黏重土壤精旋起垄一体机设计与试验

针对西南丘陵山区土壤黏重、耕作与起垄阻力大的问题，为改善表层土壤结构，设计了一款精旋起垄一体机，主要由深旋装置、碎土装置、成垄部件等组成，可实现旋耕、碎土、起垄等联合作业。深旋装置采用双螺旋线方式交替安装旋耕刀，间隔为60 mm,旋耕刀轴转速为260 r·min^-1;碎土装置中以刀盘为中心对称安装，每侧安装3把碎土刀，刀尖间隙为32 mm,碎土刀轴转速为430 r·min^-1,并建立了作业过程中土壤断面模型和碎土刀运动轨迹；依据农艺要求将成垄部件设计成前宽后窄、上窄下宽的梯形箱体结构，分析确定成垄罩体长度为300 mm。田间试验结果表明，在前茬作物为水稻或油菜条件下，垄宽、垄高、沟面宽稳定性系数平均值分别为96.26%、93.34%、89.09%,垄型饱满，无高低、宽窄垄现象，地表平整度、碎土率、植被覆盖率分别为2.06 cm、92.32%、85.32%,各项指标均符合行业标准和设计要求。作业后土壤容重和含水率分别降低了14.31%和11.25%,对土壤结构和通透性有一定改善。
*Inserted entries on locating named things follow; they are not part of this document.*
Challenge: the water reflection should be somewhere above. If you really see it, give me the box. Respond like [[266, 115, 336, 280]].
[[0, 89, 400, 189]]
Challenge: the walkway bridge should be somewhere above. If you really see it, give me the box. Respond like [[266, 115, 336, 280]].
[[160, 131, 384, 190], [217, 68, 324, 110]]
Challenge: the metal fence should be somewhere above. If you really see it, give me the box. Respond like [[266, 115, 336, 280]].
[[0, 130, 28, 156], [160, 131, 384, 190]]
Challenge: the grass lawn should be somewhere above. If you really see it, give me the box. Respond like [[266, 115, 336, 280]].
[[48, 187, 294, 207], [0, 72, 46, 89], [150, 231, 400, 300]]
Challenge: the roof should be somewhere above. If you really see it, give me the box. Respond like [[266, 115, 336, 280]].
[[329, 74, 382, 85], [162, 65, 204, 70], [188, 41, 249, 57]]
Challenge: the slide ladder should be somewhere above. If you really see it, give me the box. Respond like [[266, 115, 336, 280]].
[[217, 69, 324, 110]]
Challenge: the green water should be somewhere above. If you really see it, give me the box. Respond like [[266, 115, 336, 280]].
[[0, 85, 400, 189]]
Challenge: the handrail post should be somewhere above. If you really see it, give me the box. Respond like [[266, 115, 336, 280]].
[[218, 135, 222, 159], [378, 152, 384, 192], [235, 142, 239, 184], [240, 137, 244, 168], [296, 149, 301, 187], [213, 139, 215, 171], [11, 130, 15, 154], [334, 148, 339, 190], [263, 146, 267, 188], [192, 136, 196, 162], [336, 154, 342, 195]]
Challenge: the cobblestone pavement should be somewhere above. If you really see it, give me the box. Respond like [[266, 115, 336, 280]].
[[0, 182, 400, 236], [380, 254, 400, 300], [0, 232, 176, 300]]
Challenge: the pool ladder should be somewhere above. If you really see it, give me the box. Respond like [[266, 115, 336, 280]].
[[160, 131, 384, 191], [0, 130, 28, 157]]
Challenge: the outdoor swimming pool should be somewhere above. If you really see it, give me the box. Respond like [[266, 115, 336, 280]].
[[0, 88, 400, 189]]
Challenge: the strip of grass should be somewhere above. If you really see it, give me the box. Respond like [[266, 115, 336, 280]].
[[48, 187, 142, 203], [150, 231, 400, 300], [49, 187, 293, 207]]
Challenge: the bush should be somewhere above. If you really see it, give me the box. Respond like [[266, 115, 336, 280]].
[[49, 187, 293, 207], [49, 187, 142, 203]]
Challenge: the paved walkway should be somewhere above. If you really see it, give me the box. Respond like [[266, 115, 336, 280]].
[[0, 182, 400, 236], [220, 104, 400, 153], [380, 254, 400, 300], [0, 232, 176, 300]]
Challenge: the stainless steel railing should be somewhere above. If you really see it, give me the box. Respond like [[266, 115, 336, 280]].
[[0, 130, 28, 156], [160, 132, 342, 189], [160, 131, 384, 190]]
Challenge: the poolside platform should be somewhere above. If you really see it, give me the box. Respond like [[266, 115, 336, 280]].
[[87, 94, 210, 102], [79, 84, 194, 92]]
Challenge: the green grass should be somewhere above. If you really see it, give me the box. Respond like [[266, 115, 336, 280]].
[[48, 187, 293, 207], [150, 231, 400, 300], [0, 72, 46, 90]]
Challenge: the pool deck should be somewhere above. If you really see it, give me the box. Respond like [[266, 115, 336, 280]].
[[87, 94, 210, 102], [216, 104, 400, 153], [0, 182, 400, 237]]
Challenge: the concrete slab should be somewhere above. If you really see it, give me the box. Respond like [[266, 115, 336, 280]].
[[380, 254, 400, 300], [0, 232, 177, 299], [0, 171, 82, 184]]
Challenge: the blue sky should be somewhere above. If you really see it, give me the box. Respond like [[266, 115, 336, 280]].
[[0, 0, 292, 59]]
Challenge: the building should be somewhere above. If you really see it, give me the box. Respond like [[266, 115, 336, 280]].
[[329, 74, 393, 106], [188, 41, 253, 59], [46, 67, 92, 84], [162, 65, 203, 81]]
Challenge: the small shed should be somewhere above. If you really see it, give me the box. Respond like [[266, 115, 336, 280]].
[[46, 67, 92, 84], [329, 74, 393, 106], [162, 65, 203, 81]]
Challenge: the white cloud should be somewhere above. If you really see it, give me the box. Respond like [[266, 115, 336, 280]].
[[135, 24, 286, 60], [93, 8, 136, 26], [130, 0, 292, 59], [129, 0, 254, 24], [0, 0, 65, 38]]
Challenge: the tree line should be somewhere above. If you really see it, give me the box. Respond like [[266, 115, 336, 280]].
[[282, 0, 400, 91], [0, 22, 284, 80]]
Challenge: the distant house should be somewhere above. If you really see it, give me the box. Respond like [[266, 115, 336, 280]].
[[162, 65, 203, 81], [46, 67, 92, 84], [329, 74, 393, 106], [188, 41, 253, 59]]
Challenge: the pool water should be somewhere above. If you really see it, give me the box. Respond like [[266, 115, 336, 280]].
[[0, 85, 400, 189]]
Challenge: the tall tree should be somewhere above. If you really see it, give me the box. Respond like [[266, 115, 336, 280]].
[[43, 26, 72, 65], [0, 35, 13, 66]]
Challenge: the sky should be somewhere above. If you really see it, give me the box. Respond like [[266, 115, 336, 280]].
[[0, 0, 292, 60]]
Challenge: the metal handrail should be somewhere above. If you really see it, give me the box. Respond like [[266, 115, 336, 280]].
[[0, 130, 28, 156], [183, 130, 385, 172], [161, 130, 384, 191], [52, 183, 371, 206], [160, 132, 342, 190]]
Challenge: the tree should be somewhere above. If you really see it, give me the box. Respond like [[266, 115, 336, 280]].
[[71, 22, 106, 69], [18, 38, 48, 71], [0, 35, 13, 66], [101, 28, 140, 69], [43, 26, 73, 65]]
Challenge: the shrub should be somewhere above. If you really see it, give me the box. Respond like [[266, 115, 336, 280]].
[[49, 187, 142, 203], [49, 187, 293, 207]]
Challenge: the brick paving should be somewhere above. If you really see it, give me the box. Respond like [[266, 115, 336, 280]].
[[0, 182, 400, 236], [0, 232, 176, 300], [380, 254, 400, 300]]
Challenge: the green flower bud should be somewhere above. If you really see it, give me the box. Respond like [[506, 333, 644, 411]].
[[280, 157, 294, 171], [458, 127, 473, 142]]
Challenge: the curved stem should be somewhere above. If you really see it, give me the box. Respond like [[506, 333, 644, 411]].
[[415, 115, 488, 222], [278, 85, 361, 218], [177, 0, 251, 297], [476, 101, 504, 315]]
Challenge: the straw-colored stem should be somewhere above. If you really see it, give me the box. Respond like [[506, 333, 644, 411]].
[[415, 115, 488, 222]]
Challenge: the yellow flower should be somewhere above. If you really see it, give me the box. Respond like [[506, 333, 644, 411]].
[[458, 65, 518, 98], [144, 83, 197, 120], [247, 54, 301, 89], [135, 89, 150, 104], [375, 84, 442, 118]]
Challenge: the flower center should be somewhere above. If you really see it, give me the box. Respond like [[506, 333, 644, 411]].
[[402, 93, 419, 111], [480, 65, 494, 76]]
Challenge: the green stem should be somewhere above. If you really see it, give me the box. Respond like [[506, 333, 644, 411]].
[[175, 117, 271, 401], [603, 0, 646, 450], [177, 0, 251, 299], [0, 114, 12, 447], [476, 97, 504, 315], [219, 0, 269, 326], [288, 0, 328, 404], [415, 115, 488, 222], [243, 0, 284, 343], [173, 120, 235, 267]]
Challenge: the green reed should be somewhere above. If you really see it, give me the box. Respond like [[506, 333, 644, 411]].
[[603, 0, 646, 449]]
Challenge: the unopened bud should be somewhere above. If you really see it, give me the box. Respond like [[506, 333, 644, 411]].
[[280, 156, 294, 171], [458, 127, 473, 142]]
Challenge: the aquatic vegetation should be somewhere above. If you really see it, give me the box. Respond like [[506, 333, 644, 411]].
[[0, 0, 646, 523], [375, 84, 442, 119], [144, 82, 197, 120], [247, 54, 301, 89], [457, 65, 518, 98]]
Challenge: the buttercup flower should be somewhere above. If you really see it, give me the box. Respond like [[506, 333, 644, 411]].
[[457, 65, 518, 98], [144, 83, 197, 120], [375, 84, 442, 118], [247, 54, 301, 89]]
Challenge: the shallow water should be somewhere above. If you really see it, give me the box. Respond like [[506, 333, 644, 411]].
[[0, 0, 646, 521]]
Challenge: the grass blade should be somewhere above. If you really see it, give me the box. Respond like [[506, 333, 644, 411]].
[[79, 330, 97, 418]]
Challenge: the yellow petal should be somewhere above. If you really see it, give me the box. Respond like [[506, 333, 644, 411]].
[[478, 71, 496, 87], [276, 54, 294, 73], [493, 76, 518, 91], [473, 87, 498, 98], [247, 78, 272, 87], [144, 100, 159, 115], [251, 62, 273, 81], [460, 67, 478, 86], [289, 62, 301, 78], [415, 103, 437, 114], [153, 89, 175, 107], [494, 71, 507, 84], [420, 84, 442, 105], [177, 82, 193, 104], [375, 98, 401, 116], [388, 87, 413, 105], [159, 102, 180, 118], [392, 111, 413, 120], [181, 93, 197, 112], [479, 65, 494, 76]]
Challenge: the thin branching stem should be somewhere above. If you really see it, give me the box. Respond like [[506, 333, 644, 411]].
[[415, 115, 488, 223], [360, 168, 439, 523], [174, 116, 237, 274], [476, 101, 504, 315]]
Design and test of precision rotary\|ridging machine for sticky soil

To improve the topsoil structure and address the problem with heavily consolidated and highly tillage and ridging resistance in southwest China hilly area, the precision rotary\|ridging machine was developed. It was mainly composed of deep rotation device, soil crushing device and ridge forming parts, which could realize combined operations such as rotary tillage, soil crushing and ridge raising. The deep rotating device adopted the double helix method to install the rotary blade alternately. The rotary blade interval was 60 mm and rotating speed was 260 r·min^-1. In the soil crushing device, the earth cutter was installed symmetrically with the cutter plate as the center. Three pieces of each side were obtained through analysis. The clearance of the cutter tip was 32 mm, and the rotating speed of the earth cutter was 430 r·min^-1. The model of soil cross section and the path of soil cutter movement in the process of operation were established. According to agronomic requirements, the ridge components were designed into trapezoidal box structure with front width and back narrow, upper narrow and below width, and the ridge cover length was determined to be 300 mm by analysis. The results of field tests showed that the average stability coefficients of ridge width, ridge height and furrow width were 96.26%, 93.34% and 89.09%, respectively, under the condition that the previous crop was rice or rapeseed and the ridges were full without high or low ridge, wide or narrow ridge. The surface flatness, soil fragmentation rate and vegetation coverage rate were 2.06 cm, 92.32% and 85.32%, respectively. All indexes were in line with industry standards and design requirements. After operation, soil bulk density and water content decreased by 14.31% and 11.25%, respectively, which improved soil structure and permeability.